The situation with self-driving cars illustrates this problem. How can you ensure that a car’s AI makes decisions that match human expectations? For example, a car may decide that hitting a child is the optimal course of action, something most human drivers would instinctively avoid. This problem is the AI ​​alignment problem and is another source of uncertainty that creates trust barriers.

AI expert Stuart Russell explains the AI ​​alignment problem.

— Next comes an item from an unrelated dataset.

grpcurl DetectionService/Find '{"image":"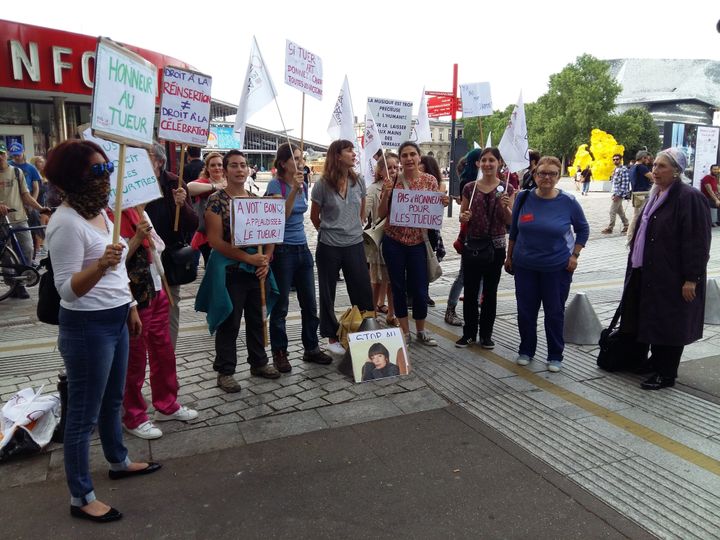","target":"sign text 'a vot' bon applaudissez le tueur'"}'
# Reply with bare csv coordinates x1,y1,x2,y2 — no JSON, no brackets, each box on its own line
232,197,285,246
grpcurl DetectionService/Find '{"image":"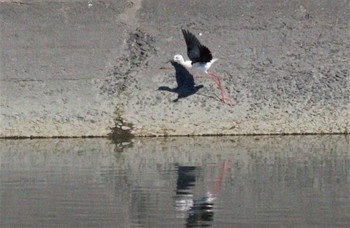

Trust critical systems and AI

One way to reduce uncertainty and increase trust is to ensure that people trust the decisions AI systems make. This is the approach taken by the US Department of Defense, which requires that for all AI decision-making, a human be either in the loop or on the loop. In the loop means the AI ​​system makes recommendations but requires a human to initiate the action. On the loop means that an AI system can initiate an action on its own, while a human monitor can interrupt or change it.

While engaging humans is a great first step, I don’t believe it will last long. As companies and governments continue to adopt AI, the future will involve nested AI systems, where rapid decision-making limits opportunities for human intervention. It is important to resolve clarification and alignment issues before reaching a critical point where human intervention is impossible. In that case, there will be no option but to trust AI.

Avoiding that threshold is especially important as AI becomes increasingly integrated into critical systems, including things like electric grids, the Internet, and military systems. In critical systems, trust is paramount and undesirable behavior can have dire consequences. As AI integration becomes more complex, addressing issues that limit reliability becomes more important.

Can people ever trust AI?

AI is alien – an intelligent system that humans have little insight into. Humans are largely predictable to other humans because we share similar human experiences, but this does not extend to artificial intelligence, even if humans created it.

If trustworthiness has inherently predictable and normative elements, then AI fundamentally lacks the qualities that would merit trust. Hopefully, more research in this area will shed light on this issue, ensuring that future AI systems are worthy of our trust.